Allan Rand at CHAUFFEUR Gallery / Sydney

Allan Rand
Arthur Phillip puts his head down, Barangaroo 1788

July 2 – August 1, 2020 

CHAUFFEUR
1/222 Liverpool Street Darlinghurst
Sydney 


Images courtesy the artist and Chauffer Gallery

Standing outside the Brewarrina Aboriginal Cultural Museum chatting with Elder Brad Steadman through the fence Allan is given some valuable advice: ‘start turning straight lines into circles’. 
Allan Rand’s new solo exhibition ‘Arthur Phillip puts his head down, Barangaroo 1788’ (which occurred before his trip to Brewarrina) creates a space for the capitulation of preconception.
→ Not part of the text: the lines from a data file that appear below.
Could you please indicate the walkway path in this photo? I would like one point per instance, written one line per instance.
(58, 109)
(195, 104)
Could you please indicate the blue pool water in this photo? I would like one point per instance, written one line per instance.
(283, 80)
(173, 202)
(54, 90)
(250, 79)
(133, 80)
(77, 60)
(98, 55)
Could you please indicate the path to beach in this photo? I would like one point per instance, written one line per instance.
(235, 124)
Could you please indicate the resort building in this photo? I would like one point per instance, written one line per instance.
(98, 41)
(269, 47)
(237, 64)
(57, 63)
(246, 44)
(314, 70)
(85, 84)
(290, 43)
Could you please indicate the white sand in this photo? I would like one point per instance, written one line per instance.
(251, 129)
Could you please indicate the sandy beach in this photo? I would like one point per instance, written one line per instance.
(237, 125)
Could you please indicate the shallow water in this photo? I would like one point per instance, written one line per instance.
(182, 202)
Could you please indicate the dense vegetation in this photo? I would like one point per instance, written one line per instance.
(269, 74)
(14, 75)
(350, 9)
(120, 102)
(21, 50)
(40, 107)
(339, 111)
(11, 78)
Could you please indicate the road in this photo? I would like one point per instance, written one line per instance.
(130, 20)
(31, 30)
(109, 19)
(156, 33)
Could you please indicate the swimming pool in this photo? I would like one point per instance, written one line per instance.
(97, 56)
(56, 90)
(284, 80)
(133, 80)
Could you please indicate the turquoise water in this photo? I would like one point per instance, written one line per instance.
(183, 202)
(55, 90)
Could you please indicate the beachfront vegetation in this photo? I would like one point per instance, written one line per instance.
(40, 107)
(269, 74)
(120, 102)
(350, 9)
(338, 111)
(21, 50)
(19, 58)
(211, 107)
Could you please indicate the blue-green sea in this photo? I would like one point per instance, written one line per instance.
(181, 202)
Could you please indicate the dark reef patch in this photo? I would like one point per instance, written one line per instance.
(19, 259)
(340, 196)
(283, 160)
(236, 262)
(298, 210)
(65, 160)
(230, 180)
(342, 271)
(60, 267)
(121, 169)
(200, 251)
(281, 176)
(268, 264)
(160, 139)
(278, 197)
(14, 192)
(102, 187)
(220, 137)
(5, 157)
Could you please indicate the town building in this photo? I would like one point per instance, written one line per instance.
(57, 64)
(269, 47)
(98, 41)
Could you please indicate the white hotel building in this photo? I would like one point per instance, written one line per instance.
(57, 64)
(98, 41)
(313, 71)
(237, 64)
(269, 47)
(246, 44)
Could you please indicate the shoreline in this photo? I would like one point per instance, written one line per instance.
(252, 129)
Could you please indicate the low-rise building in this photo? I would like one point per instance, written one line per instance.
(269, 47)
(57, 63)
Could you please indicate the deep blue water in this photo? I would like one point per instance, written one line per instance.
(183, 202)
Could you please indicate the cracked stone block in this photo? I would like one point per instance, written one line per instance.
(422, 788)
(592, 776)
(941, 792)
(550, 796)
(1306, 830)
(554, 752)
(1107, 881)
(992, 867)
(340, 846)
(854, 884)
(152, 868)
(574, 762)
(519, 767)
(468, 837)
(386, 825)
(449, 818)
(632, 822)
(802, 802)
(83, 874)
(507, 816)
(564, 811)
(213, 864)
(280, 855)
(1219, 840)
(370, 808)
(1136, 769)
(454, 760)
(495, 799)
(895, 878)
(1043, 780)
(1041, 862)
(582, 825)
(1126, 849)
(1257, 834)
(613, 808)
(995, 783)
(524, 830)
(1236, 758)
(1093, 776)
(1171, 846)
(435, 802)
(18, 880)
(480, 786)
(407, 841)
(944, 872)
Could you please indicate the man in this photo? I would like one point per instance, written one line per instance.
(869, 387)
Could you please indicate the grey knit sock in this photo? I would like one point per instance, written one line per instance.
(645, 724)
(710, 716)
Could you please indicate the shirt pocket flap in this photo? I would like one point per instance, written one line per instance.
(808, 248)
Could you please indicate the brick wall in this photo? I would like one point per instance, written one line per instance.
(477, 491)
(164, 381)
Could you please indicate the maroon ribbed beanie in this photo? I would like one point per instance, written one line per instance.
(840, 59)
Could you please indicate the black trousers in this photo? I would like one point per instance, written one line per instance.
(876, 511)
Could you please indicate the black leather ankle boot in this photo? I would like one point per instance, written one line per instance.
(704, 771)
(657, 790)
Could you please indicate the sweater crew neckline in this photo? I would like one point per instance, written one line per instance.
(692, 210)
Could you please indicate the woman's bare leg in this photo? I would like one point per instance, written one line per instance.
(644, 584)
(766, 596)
The gentle presentation of the works unframed on white walls calls attention to the materiality of the paintings and invites us to take a yielding approach to our own perception. There is no hurry to meet the paintings, positioned as they are towards the edges of the space, in fact the works prompt a slow meditative response. 
This approach is denoted in the title work which presents us with an ambiguous figure. This figure, presumably Phillip, is on his knees, head down in a position of calm deference to an embracing landscape. The calmness of this painting is subtle camouflage for what is a re-imagining of Australia’s history. Positioning the leader of the colonial invasion in such a position of radical humbleness raises questions. Is Phillip unwell? Is he throwing up? Has he somehow, in a temporal contortion, seen a vision of the Crown Casino erected at Barangaroo and been sickened? Or – more hopeful – has he suddenly realised the sacredness of Country? Has he suddenly recognised the deep wisdom and knowledge of Aboriginal peoples – the Eora people, the Dharug people, the Gamaraigal people? Is this self-sacrifice?
 Is his head on the chopping block? 
This decapitation opens a wound; it releases blood; paint bleeds through the paper. 
Paper and watercolour make up a significant portion of the works in the exhibition and a second room reveals a collection of watercolour  landscapes. Of these watercolours Rand has said he approached the material and the subject with a ‘beginner’s mind’. Unable to leave his studio and explore Australia Rand has allowed the material to reveal landscapes untethered from the linear. The exhibition stands as a liminal space for a fresh  approach in which ways of seeing and experiencing both within and without, before and after, together, are encouraged.